Roger Pearse is discussing Epiphanius and John Chrysostom.
Epiphanius is famed for the Panarium - lit. "breadbasket" but perhaps a colloquialism for "medkit" - which he wrote in Greek to collect all the heresies current in his day and before. It's useful as an encyclopaedia of doctrines which orthodox Christianity had rejected. Byzantine-era Photius, a self-conscious encyclopaedist, although equally opinionated, thought that Epiphanius wasn't all that good at his job. John Damascene thought better of Epiphanius and his second book of Fount of Knowledge is pretty much a Panarium copy (until it gets to Islam obviously). As a result we enjoy a better handle on Epiphanius' text than on many of his contemporaries' work. And it has several translations including into English.

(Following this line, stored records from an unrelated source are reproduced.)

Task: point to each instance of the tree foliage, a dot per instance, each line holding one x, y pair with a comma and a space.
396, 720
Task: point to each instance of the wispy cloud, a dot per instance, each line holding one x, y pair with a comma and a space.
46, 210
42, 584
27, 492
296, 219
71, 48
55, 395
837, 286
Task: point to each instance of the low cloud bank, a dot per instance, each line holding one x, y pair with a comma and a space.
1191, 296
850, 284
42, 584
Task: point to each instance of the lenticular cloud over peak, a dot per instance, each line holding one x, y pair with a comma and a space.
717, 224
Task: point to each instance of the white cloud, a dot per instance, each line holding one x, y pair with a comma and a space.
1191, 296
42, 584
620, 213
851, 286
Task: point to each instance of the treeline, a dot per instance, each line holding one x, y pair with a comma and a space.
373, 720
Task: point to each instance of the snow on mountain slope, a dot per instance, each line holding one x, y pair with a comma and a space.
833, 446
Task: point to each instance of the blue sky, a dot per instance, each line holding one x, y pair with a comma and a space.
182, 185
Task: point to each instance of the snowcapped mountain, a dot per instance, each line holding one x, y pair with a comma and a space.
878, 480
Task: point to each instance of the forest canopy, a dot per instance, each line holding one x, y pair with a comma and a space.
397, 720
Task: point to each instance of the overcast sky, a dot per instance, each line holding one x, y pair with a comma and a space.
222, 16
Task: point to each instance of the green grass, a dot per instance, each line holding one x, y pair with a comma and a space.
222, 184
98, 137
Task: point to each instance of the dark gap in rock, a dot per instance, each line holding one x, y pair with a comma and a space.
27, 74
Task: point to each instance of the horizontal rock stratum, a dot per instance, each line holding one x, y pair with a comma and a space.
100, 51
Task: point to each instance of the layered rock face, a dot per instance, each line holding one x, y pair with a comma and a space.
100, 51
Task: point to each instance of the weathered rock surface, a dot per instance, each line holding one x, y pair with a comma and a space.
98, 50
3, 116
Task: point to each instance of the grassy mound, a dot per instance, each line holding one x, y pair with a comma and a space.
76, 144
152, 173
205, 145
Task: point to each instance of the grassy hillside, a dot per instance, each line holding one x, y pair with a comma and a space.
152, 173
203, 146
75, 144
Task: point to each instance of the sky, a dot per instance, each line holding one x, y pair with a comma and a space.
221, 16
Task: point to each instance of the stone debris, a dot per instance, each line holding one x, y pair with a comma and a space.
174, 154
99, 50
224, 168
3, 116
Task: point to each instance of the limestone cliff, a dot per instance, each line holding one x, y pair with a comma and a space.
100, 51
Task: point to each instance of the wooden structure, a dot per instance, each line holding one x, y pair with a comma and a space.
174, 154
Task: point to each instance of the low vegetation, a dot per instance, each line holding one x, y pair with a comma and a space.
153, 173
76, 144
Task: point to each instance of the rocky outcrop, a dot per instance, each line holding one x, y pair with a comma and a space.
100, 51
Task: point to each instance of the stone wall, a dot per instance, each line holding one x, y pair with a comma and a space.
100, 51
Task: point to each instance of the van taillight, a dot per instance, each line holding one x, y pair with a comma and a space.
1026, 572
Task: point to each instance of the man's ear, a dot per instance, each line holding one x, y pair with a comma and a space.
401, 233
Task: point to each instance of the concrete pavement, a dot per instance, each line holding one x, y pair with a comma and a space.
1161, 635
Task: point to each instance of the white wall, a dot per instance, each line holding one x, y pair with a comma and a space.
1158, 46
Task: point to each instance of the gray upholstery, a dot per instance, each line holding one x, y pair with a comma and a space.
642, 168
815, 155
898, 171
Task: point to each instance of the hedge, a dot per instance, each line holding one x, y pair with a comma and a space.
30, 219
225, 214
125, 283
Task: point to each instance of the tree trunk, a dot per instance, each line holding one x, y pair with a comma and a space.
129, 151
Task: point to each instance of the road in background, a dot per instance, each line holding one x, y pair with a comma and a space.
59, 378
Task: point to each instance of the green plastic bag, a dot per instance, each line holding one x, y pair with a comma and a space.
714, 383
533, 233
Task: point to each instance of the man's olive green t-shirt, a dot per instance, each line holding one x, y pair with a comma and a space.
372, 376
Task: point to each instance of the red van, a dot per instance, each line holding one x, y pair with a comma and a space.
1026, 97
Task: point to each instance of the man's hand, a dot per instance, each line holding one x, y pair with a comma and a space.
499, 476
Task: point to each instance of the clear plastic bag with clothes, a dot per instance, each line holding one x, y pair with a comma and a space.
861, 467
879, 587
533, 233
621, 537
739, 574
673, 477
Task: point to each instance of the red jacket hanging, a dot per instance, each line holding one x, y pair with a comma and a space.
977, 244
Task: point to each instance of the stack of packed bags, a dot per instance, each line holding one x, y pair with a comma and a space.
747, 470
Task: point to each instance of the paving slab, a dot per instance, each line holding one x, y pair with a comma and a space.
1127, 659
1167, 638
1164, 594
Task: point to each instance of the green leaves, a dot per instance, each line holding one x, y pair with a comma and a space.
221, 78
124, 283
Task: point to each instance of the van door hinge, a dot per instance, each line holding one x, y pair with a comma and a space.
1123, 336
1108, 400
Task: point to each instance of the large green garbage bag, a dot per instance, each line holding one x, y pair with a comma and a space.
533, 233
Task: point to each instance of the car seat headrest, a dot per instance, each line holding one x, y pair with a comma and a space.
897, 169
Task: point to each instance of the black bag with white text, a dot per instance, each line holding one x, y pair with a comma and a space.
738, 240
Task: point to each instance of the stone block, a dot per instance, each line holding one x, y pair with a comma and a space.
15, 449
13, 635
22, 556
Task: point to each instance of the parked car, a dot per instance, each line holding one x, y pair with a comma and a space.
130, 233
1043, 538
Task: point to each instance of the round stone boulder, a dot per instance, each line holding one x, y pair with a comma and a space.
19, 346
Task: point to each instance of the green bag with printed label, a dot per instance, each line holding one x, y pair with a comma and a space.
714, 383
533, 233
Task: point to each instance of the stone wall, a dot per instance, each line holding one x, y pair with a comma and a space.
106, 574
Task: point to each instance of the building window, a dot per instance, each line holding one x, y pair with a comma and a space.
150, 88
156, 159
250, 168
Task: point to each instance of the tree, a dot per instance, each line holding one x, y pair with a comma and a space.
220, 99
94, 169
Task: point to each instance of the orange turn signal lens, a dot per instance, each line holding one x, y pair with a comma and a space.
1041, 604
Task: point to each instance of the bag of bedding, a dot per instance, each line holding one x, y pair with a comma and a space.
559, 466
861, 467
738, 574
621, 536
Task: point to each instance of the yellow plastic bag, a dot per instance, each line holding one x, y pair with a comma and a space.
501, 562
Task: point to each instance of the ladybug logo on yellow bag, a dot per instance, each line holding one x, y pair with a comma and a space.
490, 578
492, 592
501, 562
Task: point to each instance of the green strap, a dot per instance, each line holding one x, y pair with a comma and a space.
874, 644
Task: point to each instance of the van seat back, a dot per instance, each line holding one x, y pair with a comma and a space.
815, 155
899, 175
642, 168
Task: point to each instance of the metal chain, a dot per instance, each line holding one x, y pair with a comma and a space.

John Chrysostom's (many) enemies, who were proto-Monotheletes mostly in Alexandria, dragged an elderly Epiphanius into Constantinople hoping to snare this pope as that final Panarium chapter. According to Pearse, Epiphanius disappointed the Alexandrines and refused to slander John as a heretic - or at least not as one worth the bother. Epiphanius died on his way to Cyprus; John got fired. Feel free to read Pearse for the gossip around that.
I think the Miaphysites, and the community around Cyril of Alexandria generally, should have let Epiphanius enjoy his retirement and not involved him in the Alexandria / Antioch hissy fit.